1. One kilogram (kg) equals 9.8 newtons (N). REMEMBER: 1000 grams (g) equals 1 kilogram. Use the following formulas:
a. Number of kilograms x 9.8 = number of Newtons
b. Number of kilograms x 1000 = number of grams
c. Convert each of the following numbers to the units indicated:
i. 1 kg = 9.8N = ________g
ii. 2 kg = _______N = _________g
iii. 5 kg = _______N = _________g
iv. 0.5 kg =________N = _________g
v. 0.25 kg = _______N = _________g
2. Use the formula Force = mass x acceleration, (Newton’s Second Law of Motion) to solve the following problems.
a. What is the acceleration produced by a force of 12 newtons exerted on an object with a mass of 3 kg?
b. If there is a 10 kg mass and its acceleration is 9.8 m/sec2, what is the force produced?
c. To produce an acceleration of 4 m/sec2 on a bowling ball with a mass of 6 kg, what force would be required?
Independent Reading
Read the article, “The Most Difficult Act in All of Sports” (pp. 83-90) in Rainbows, Curve balls and Other Wonders of the Natural World Explained by Ira Flatow. Answer the following questions on a separate piece of paper using complete sentences.
Questions:
1. What are the two essentials for connecting the bat with a baseball?
2. According to the article, what is the time difference in getting a hit over second base or a foul near first or third base?
3. How could a person increase their bat speed?
4. Why do your hands “sting” sometimes after hitting a baseball?
5. What is one way to increase your hitting results?
6. Who now holds the record for the most homeruns hit in one major league season? What year was that record made?
Read the article. “Science at the Ball Game” (pp.247 – 258) in The Kids World Almanac of Baseball by Thomas G. Aylesworth. Answer the following questions on a separate piece of paper.
Questions:
1. What is inertia? Give an example.
2. What happens to acceleration as force increases? Decreases?
3. What is a baseball player doing when they allow their hand you “give” on impact when catching the ball?
4. What can a Baseball player do to make a throw go further?
5. What occurs as soon as the ball leaves the pitcher’s hand?
6. At what point does the ball start to drop after being released by a player?
7. Is a curve ball an optical illusion or real? How do we know this?
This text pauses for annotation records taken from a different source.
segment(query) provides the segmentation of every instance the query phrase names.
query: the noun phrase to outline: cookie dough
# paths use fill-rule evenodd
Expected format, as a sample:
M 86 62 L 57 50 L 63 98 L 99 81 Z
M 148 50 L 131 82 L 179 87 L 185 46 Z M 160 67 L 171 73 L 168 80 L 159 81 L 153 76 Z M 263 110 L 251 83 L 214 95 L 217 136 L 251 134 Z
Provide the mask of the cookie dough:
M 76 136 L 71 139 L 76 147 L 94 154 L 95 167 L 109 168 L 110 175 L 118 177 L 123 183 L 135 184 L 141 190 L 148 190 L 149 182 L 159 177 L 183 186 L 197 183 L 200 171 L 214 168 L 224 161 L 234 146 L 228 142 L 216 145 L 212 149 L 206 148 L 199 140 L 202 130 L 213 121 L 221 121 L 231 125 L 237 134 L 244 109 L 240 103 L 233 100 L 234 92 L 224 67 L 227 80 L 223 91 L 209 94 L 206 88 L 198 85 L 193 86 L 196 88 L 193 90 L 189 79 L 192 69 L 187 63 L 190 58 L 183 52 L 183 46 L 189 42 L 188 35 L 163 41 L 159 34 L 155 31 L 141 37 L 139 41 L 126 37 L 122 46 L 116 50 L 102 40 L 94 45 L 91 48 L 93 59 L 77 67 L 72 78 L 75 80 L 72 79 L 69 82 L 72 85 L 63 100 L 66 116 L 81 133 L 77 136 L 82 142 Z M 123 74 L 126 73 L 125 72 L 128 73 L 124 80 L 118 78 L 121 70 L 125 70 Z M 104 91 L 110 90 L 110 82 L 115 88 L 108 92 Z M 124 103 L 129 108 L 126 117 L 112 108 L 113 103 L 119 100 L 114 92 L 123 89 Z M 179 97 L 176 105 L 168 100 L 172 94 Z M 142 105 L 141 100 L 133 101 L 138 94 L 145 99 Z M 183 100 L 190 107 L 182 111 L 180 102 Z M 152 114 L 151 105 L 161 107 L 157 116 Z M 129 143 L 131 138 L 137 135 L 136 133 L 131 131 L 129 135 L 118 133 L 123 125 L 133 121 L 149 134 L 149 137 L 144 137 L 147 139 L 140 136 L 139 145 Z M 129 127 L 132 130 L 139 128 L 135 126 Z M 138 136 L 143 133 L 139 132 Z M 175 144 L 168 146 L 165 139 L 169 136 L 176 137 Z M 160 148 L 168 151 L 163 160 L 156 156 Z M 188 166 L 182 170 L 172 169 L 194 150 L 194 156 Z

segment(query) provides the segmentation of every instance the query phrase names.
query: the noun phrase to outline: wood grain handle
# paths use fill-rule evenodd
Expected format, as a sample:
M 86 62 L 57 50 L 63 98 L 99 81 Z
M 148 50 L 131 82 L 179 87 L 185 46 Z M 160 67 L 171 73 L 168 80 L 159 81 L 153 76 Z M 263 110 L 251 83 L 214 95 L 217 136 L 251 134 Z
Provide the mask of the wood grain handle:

8. Is there a difference between a left handed and right handed curve ball? What is it?
9. How is a knuckle ball thrown?
10. After a knuckle ball has been released what actually happens to it as it is moving through the air?
11. What simple machine is used in baseball? What type of simple machine is it?
12. What is a fulcrum? Where is the fulcrum on a baseball bat?
13. What is the function of a lever?
14. Where is the force on a bat? Where is the load?
15. What 4 mechanical traits help a player hit a home run?
16. What did Breen determine as the most effective kind of swing?
17. How can a batter see the ball more clearly?
18. How can a batter bring around a bat the fastest?
19. Compare and contrast when a poor batter begins to swing as compared to a good hitter?
20. Compare how hitters use their center of gravity. Which way is better and why?